You might could get D50 and say photoshop if you didnt have it, or the D80 kit. Just weigh all your options. 

Yes the camera store will have the kits, he said there are two kits and he will have them both. He probably sells more camera equipment than anyone in Texas so he gets everything first. Also, he is as cheap as anywhere I can find. Sometimes he beats B&H prices which are good.


----------



## Guest (Aug 9, 2006)

Oh good...the first to get stuff and cheap...glad you found him!! I'm going to check out the website again and see if there is a users manual or online tutorial I can preview in advance.

Thanks for all your help Melissa!!

Tami


----------



## Dawna (Aug 3, 2006)

It looks like the D80 kit is going to be the way for me to go, Melissa. 
Thanks for putting a couple of them on 'hold'. Just let me know whenever you need credit card info or a check. 
THANK YOU!
Dawna


----------



## ruthann (Jan 26, 2007)

HELP!! I know nothing about photography!!!! I only want to learn so I can share in all the fun photo's on this site. I need info on where to start. First a good book telling me how. I need to buy a camera and software. I have a Mac computer and it may have software installed? I'm looking for all the guideance I can get.


----------



## Havtahava (Aug 20, 2006)

Ruthann, here is a good topic to start reading and then it may help you know which questions to ask.

I would think that Melissa or JimMontana would be good resources for books to read.


----------



## David (Jan 25, 2007)

Hi Tom. I'am a photography nut and share your frustration with shutter lag etc with the digital cameras. I presently have a Nikon 8800 E and am also thinking of moving to the digital SLR. Presently I am leaning towards the Canon EOS 5D. Nikon lenses are great, but from what I have seen you can't beat the Canon lenses and that is why I am leaning towards a Canon. Here is a great site to compare camera...you even get to see sample images

http://www.steves-digicams.com/hardware_reviews.html

Good luck.

David


----------



## irnfit (Nov 21, 2006)

My daughter just got a digital SLR. Nikon D40. I can't believe how great the pictures, especially for action shots of the dogs. It is already on my Christmas wish list.


----------



## MopTop Havanese (Sep 25, 2006)

I just "downgraded" from the Nikon d70 to the Nikon d40 and I LOVE IT!
the d70 was too much for me to lug around with my bum shoulder. I have the option to run "auto" on the d40 or mess around with the different settings.
So, just another option to look into~


----------



## ama0722 (Nov 28, 2006)

I have the digital SLR canon and Auto is my savor... just have to remember to have the lense on auto focus too!

Amanda


----------



## mintchip (Apr 19, 2007)

Melissa Miller said:


> Rebel is great.
> And the D70 would be great. You might be able to get a deal on the D70 with this new one released. Or maybe get the D50, and two awesome lenses.
> Lots of options. Another expensive hobby! HAHA
> 
> ...


Melissa--I was going to get the D50 but everyone told me it was discontinued and to get the D40. I love the D40. (can't wait to get more lens)
Is the D50 discontinued?
Sally


----------



## Tom King (Aug 2, 2006)

We ended up getting a D40 to keep in the dogroom and it does fine for email pictures and catching instant shots for soaped pictures. It's not high resolution for big pictures but the results are much better than a point and shoot and the shutter lag is no longer an issue. We always had to downsize to send pictures of puppies via email anyway so now we have this so when can grab it at will.

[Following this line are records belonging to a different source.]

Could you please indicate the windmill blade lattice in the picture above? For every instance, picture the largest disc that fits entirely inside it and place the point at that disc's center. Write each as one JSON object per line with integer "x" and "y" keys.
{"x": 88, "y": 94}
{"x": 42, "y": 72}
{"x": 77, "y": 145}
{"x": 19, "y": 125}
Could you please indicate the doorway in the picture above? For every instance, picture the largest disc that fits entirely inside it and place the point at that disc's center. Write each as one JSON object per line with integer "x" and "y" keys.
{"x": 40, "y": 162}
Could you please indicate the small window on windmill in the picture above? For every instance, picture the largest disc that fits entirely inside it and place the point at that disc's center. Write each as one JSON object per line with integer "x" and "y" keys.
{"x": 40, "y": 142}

Now I want the D3 for other stuff.


----------



## ruthann (Jan 26, 2007)

THANKS Havtahav, MopTop Havanese, and Irnfit for the Camera info. I will go to work on studying tommorrow. I am looking forward to being a novice dog photographer. I enjoy all the pictures on this site. I've learned so much from everyone. You are all the best in helping each other. It's a great world you have created on this site. They are all the cutest dogs in the world. We will find out what kind of model Annabelle makes.


----------



## mintchip (Apr 19, 2007)

ruthann said:


> HELP!! I know nothing about photography!!!! I only want to learn so I can share in all the fun photo's on this site. I need info on where to start. First a good book telling me how. I need to buy a camera and software. I have a Mac computer and it may have software installed? I'm looking for all the guideance I can get.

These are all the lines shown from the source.